El cristinismo contra Losardo: "Es extraño que aparezca sólo para lo de Rafecas"

Nunca le perdonó su perfil bajo con la reforma judicial que envió al Senado, presentó en un plenario de comisiones pero luego no quiso defender públicamente. "No puede ser que la gente crea que la hice yo, cuando me enteré el día que llegó", repetía la vice, a mediados de agosto. Tampoco conocía la letra fina el viceministro Juan Martín Mena, cercano a Cristina. 

La ministra de Justicia, Marcela Losardo, nunca defendió la reforma judicial que elaboró el Gobierno y aclaró que esta vez ni siquiera estaba dispuesta a exponer ante los diputados, suficiente para que Máximo Kirchner vuelva a poner el proyecto en un cajón. 

Los gobernadores la reformularon con una compulsiva creación de juzgados en sus provincias y los senadores la enviaron a Diputados, donde todavía está escondida en un cajón porque no aparecen aliados dispuestos a aportar los votos para sancionarla. 

Rodolfo Tailhade y Pablo González, referentes jurídicos del Frente de Todos, fueron a pedirle a Losardo algún margen de negociación, pero nunca respondió. Quedó en hablar con Alberto, quien en un acto público había reclamado a los diputados "dignarse" a tratarla, sin referencia a oficialistas u opositores. 

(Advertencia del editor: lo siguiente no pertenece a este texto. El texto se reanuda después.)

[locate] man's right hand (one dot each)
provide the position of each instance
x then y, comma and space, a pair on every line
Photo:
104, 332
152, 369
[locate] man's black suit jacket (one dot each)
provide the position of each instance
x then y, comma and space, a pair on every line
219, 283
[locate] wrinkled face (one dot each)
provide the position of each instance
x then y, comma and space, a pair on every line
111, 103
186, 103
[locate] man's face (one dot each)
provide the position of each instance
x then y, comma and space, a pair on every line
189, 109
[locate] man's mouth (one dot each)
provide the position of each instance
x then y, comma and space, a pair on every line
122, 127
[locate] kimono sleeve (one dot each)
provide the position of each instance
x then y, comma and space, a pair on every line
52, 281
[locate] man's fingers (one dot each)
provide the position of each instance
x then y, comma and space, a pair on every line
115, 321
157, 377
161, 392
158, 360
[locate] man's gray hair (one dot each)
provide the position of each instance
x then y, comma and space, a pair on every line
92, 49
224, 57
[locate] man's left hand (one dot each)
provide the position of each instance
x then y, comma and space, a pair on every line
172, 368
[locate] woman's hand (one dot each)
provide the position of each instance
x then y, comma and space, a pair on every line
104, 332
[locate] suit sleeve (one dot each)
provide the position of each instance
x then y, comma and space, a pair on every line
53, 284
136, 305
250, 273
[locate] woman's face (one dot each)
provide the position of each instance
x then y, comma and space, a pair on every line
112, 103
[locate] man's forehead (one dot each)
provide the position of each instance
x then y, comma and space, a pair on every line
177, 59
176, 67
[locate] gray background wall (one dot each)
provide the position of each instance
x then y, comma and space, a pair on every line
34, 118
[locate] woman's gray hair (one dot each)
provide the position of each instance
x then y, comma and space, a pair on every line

La ministra aclaró que esta vez ni siquiera estará dispuesta a exponer, suficiente para que Máximo Kirchner volviera a poner la ley en el cajón. Por si fuera poco, ningún funcionario muestra alguna capacidad de lobby en la justicia y mucho menos en la Corte Suprema. "Macri tiene más de 100 causas y no prospera ninguna", apuntan en el kirchnerismo.   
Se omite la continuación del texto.